Walker wants to help shore up the state's projected two-year, $3.6 billion budget shortfall by increasing public employees' costs for pensions and health-care coverage. Firefighters and police are exempt from the measure.
In addition to eliminating collective-bargaining rights, the legislation also would make public workers pay half the costs of their pensions and at least 12.6 percent of their health care coverage - increases Walker calls "modest" compared with those in the private sector.
On Thursday, state Democratic senators left the Capitol to deny Republicans -- who control the state legislature -- a quorum to vote on the governor's bill. The bill is expected to pass.

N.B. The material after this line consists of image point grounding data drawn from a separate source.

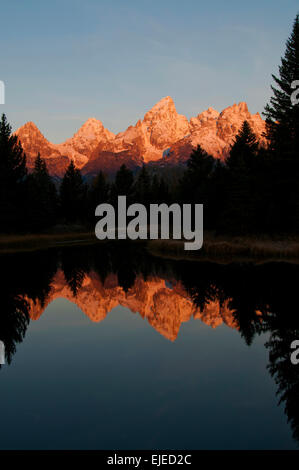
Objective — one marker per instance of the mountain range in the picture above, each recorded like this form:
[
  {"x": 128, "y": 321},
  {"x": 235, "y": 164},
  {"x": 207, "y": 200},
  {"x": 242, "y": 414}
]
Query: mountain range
[{"x": 162, "y": 137}]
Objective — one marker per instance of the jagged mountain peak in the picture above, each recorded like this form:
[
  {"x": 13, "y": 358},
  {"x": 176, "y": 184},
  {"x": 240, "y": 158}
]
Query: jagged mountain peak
[{"x": 161, "y": 134}]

The same run-away-and-hide measure that the Texas Democrats used not that long ago.
Politico: The Politics of Education Upended
Question -at what point will it be enough? Will they just keep demanding more until there is a collapse - or a State bankruptcy? And if that happened, and they caused it, shouldn't they be the first to suffer? This isn't about the right to form a Union or to organize -- it's the plain and simple fact that there's no more money!
The funny part is, in the private sector - there's contraction. People lose their jobs. These people are on the streets demanding more. They're calling their Governor Mubarak and Hitler - so much for civility in politics, eh?
Well, on the bright side, the kids are getting a couple days off.
1 comment:
So if Wisconsin is now Greece... who has the better Saganaki?